Advanced computational tools for PEM fuel cell design Part 1. Development and base case simulations

• Published in: Journal of power sources Vol. 180; no. 1; pp. 410 - 422
• Main Authors: SUI, P. C, KUMAR, S, DJILALI, N
• Format: Journal Article
• Language: English
• Published: Lausanne Elsevier Sequoia 15.05.2008
• Subjects: Applied sciences; Channels; Computational fluid dynamics; Computer simulation; Energy; Energy. Thermal use of fuels; Equipments for energy generation and conversion: thermal, electrical, mechanical energy, etc; Exact sciences and technology; Fuel cells; Mathematical analysis; Mathematical models; Membranes; Unit cell; Computational fluid dynamics; Conservation equation; Water balance; Modeling; Mass transfer; Capillary diffusivity; Three dimensional model; Membrane transport; Mass density; Numerical simulation; Current mapping; Current density; Proton exchange membrane fuel cells; Heat transfer
• ISSN: 0378-7753; 1873-2755
• DOI: 10.1016/j.jpowsour.2008.02.007

This paper reports on the development and numerical implementation of a comprehensive 3D computational fuel cell dynamics code for PEMFCs.
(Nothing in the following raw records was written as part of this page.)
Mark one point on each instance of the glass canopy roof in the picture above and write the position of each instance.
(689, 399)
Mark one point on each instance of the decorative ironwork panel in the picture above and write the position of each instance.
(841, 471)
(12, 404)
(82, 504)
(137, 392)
The code solves a set of coupled non-linear conservation equations (mass, momentum, species, energy, electrical potential and liquid water saturation) for an entire unit cell. A phenomenological model for water transport in the membrane is solved separately for the membrane domain, in conjunction with calculation of the water content on the boundary such that that water balance is satisfied on both sides of the membrane interface, and the numerical implementation of the model is validated against an analytical solution. The global polarization curve predicted with the CFD code is found to compare favorably with reported data. A detailed validation of the CFD code against spatially resolved experimental data is presented in a companion Part 2 paper, and in this paper base case simulations for a unit cell with straight channels are presented to illustrate and analyze basic physical features, transport of species along the channel and coupling between heat and mass transfer processes. Analysis of the results shows that many of the variables of interest, including mass fractions and current densities, exhibit similar profiles along the channel, which suggests that reduced dimensional model based on appropriate similarity variables might be suitable for rapid calculations.